La Siria si trasforma in un pantano e Isis guarda con interesse al suo Iraq dove il malcontento contro il governo sciita esplode in proteste nella provincia di Anbar. Dal valico di Al-Qoms gli jihadisti penetrano a centinaia e trovano nelle tribù sunnite, negli ex baathisti, e in alcuni membri delle Forze armate degli alleati per lanciare la propria propaganda e l’offensiva militare. All’inizio del 2014 conquistano posizioni arrivando sino a Falluja, fanno pensare a un’offensiva verso la capitale. Si fermano, consolidano le posizioni e fanno affari, controllano il commercio, hanno il racket del pizzo e investono in armi. A giugno riprende l’offensiva ma questa volta a nord, conquistano Mosul, la seconda città irachena, per costruire un corridoio tra Siria e Iraq. I miliziani sono presenti su un territorio esteso quanto il Belgio a cavallo di Siria e Iraq. Il 29 giugno al Baghdadi proclama la rinascita del Califfato. Nasce lo Stato islamico, gli elementi di rottura col passato sono la territorialità – Al Qaeda non controllava territori sovrani – e l’eliminazione degli sciiti che porta il Califfo a prendere le distanze da Hamas per le simpatie con Iran e Hezbollah.
Lo Stato islamico tra Siria e Iraq conta oggi più di 20mila mila uomini, inquadrati in battaglioni da circa 2 o 3mila membri, persone assai preparate, spesso anche tecnici come dimostra la capacità di gestire le dighe occupate nel corso delle battaglie e trasformate in bombe d’acqua. Jihadisti da tutto il mondo, nord-africani, afghani, pachistani, ceceni americani, australiani, ed europei. Affiliati all’Isis sono stati arrestati di recente in Francia e Spagna, mentre l’attentatore della sinagoga in Belgio era un seguace di Al Baghdadi. I finanziamenti arrivano da facoltosi uomini specie della Penisola arabica. Già forte di armi leggere, lanciagranate e mezzi blindati, nella fulminante offensiva del 10-14 giugno scorso, che l’ha portato a spezzare la resistenza di un esercito da 270mila uomini, si sono impadroniti di artiglieria da 122 e 130 mm, mortai, oltre 200 veicoli, tra cui Humvee, e alcuni elicotteri.

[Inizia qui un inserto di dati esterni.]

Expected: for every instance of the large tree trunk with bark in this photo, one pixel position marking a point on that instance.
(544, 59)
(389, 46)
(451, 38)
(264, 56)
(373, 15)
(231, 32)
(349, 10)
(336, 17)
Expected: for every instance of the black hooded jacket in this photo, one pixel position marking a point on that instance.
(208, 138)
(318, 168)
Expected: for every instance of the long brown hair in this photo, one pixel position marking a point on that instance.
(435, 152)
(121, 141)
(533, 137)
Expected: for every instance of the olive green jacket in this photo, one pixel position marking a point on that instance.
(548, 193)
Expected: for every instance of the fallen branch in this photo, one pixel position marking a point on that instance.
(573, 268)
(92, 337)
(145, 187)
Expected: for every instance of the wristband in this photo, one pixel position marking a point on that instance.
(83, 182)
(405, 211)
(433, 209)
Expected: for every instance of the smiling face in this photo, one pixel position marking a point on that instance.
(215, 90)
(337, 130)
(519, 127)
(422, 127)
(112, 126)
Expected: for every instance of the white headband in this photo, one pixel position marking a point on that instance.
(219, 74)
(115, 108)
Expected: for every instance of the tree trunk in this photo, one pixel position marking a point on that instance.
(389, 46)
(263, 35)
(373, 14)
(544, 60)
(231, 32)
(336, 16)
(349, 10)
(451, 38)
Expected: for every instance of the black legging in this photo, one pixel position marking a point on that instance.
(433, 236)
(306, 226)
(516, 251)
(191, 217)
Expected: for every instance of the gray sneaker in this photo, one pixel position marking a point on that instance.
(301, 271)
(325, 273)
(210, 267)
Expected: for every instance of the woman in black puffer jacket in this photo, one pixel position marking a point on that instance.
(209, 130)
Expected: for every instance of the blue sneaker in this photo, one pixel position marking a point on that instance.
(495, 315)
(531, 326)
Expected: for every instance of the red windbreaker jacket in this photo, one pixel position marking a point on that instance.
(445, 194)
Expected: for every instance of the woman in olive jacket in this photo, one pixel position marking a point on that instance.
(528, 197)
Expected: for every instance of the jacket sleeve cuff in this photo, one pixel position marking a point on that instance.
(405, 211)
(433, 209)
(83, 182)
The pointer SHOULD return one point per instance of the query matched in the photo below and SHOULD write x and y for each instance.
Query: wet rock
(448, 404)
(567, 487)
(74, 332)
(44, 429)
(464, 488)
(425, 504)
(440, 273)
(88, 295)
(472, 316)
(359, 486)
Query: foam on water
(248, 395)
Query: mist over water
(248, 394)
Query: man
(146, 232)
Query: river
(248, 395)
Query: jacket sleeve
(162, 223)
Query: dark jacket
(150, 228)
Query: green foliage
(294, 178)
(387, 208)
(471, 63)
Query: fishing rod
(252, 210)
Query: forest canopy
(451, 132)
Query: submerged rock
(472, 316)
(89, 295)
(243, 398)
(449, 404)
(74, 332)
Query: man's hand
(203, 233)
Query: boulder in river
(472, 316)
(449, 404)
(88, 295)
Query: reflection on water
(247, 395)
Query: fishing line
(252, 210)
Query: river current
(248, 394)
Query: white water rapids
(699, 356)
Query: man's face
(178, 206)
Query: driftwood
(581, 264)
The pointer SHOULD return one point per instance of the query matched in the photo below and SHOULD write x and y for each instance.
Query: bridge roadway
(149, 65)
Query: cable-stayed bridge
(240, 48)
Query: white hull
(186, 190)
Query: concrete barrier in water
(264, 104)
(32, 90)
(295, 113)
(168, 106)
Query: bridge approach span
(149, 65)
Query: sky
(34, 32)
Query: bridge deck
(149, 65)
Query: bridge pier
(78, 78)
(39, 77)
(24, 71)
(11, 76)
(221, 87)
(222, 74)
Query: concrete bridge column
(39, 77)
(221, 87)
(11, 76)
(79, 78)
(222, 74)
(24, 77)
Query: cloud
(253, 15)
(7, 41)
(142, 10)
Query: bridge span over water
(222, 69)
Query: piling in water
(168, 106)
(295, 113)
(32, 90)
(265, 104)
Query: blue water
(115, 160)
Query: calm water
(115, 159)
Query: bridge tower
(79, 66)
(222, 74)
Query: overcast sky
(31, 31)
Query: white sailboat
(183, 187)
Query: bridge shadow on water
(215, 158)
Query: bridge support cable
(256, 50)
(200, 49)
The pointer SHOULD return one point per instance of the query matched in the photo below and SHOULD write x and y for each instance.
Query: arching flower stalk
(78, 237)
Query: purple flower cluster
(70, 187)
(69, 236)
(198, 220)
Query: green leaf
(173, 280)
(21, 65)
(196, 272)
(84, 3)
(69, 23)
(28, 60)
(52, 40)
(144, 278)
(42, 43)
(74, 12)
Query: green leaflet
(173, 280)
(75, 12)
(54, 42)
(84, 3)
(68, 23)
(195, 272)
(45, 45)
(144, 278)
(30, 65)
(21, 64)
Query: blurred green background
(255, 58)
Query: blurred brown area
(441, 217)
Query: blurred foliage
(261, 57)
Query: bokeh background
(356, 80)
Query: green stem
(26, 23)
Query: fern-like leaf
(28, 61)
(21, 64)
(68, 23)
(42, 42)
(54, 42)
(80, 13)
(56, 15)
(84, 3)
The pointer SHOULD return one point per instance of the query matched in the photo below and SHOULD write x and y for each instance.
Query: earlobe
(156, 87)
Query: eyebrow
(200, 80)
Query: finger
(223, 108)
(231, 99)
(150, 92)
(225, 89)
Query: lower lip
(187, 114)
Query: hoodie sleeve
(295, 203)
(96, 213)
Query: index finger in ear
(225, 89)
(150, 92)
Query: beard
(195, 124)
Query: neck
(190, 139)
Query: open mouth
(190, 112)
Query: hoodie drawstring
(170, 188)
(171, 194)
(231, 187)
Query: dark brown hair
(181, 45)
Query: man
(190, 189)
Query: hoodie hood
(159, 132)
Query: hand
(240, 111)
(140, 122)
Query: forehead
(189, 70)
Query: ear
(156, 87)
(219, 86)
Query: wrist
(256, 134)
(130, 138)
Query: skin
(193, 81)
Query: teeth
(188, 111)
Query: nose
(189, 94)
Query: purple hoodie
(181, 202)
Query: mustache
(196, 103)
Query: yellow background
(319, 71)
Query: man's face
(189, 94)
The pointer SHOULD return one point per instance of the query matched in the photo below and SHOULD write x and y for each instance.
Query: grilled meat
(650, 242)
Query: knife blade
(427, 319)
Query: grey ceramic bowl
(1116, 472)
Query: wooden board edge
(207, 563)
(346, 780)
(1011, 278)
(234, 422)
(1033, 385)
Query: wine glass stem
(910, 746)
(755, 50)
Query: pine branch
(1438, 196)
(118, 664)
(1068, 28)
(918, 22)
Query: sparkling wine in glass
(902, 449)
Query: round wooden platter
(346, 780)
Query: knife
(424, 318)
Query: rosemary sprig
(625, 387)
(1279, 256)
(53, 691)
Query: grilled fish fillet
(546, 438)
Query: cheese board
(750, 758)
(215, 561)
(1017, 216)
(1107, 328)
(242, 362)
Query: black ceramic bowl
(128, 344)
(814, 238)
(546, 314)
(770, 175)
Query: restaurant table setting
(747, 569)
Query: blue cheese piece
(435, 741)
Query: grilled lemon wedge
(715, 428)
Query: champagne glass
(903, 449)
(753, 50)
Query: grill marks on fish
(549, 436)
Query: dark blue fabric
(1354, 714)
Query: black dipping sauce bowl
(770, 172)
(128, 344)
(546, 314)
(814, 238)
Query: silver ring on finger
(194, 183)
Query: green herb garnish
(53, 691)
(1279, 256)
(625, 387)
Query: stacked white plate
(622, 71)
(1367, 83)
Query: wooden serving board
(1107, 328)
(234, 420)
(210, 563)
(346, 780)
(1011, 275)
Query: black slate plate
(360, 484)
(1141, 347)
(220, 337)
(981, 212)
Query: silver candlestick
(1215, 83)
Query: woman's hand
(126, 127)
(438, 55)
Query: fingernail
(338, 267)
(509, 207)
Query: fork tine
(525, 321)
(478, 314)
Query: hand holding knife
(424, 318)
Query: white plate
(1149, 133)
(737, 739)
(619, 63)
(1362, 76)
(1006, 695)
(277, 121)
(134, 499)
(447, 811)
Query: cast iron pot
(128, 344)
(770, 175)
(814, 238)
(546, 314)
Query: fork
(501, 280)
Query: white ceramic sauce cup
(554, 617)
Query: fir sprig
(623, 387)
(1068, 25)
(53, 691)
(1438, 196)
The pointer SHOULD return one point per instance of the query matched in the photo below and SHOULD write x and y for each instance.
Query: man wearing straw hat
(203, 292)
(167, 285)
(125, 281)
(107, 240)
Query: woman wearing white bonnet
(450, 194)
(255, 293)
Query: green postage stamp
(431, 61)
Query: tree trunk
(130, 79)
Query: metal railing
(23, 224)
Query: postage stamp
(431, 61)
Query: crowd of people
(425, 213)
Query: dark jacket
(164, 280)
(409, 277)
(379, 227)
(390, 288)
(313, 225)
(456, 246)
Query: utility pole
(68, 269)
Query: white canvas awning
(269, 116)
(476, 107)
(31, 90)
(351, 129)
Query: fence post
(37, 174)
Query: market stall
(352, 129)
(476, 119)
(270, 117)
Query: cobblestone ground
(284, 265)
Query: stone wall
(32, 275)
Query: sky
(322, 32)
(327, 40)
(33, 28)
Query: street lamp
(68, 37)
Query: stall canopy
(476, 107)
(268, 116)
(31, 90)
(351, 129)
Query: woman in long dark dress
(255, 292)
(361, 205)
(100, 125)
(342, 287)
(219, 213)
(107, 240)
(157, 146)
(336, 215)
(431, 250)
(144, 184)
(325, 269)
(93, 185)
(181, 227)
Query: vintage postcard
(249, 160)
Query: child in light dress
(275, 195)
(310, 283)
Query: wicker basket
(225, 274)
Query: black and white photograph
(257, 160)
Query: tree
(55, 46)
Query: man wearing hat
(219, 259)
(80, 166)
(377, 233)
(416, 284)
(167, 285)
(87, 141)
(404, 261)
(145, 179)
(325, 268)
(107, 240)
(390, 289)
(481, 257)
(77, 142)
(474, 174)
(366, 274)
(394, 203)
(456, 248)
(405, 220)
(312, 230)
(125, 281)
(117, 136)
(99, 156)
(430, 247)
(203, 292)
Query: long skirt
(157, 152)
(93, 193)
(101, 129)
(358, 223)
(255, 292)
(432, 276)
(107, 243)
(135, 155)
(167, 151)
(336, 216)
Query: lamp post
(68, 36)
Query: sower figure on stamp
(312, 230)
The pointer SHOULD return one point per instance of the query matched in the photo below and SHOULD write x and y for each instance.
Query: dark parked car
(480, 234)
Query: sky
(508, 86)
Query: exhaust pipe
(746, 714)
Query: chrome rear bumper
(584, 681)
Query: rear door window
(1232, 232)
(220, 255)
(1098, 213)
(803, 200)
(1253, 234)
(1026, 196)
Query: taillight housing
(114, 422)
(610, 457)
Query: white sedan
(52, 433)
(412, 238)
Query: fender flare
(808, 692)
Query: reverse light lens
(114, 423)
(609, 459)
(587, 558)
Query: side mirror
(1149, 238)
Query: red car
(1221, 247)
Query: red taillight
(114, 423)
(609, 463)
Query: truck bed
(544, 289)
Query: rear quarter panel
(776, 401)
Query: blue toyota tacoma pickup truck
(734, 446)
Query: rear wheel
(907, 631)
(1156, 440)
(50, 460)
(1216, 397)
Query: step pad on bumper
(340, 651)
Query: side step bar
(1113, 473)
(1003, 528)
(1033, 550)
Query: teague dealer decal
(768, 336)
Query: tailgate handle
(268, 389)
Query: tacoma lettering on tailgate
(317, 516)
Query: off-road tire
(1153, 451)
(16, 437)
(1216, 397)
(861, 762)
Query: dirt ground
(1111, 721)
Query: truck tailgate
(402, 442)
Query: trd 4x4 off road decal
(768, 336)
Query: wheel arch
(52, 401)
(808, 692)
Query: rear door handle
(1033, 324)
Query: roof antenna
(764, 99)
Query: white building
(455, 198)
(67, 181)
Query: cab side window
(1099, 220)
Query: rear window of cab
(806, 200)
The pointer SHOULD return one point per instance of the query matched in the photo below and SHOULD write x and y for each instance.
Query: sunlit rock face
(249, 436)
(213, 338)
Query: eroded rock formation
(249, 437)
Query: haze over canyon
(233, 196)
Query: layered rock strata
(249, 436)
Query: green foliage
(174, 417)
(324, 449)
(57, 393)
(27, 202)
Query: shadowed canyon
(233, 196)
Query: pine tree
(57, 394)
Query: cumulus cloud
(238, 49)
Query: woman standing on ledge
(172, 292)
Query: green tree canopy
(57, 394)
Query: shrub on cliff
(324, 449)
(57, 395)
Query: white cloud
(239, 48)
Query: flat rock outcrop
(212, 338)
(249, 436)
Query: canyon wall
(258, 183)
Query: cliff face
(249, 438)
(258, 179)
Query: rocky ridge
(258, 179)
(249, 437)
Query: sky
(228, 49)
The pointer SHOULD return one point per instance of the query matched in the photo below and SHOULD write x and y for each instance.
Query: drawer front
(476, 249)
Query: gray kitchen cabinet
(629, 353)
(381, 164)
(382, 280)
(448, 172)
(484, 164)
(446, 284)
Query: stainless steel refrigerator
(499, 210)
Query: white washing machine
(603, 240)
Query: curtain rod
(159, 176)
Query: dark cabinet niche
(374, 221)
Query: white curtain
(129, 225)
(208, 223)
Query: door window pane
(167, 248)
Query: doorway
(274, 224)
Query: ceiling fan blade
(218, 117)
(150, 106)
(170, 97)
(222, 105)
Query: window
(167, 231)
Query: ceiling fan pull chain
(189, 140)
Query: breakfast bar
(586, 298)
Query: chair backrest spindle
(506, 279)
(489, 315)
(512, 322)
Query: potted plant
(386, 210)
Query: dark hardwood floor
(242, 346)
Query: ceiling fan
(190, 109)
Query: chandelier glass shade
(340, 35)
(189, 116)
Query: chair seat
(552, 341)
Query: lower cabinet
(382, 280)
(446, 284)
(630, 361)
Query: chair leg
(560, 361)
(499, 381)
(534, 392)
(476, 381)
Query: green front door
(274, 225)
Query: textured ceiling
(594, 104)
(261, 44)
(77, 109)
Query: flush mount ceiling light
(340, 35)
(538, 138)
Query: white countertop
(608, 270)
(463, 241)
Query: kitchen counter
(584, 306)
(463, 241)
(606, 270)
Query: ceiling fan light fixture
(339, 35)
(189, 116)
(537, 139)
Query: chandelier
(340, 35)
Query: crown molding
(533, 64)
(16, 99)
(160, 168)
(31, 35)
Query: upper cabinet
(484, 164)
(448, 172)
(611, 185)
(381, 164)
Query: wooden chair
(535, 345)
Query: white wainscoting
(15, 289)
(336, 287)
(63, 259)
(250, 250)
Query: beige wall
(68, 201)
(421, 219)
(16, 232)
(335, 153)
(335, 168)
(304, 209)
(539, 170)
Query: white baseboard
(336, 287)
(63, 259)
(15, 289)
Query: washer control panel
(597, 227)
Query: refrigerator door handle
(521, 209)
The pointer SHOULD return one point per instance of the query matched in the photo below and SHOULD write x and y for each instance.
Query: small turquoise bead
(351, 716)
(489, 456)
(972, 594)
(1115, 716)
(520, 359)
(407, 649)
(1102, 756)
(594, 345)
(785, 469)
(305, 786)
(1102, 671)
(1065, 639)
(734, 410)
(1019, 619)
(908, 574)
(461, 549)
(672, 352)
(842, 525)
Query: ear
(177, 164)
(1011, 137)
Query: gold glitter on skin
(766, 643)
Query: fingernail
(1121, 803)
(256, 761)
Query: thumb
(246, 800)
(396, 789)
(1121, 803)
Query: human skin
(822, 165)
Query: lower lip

Come tutti le creature dell’era digitale anche il Califfato è preparatissimo sulla comunicazione, basti guardare il sito «Aletisam» dove c’è un’infografica della violenza da far invidia agli osservatori demoscopici. O gli annunci su Twitter o YouTube. Il sermone di al Baghdadi nella principale moschea di Mosul è un chiaro gesto di propaganda, come l’annuncio di «liberare Istanbul» perché la diga Ataturk ha ridotto il flusso dell’Eufrate. Per Richard Barrett, ex operativo Mi5 ed esperto di Soufan Group, «anche l’attacco americano è un punto a favore del Califfo che ha dimostrato di non essere un «provinciale» come diceva Al Qaeda, consacrando così la nuova generazione jihadista.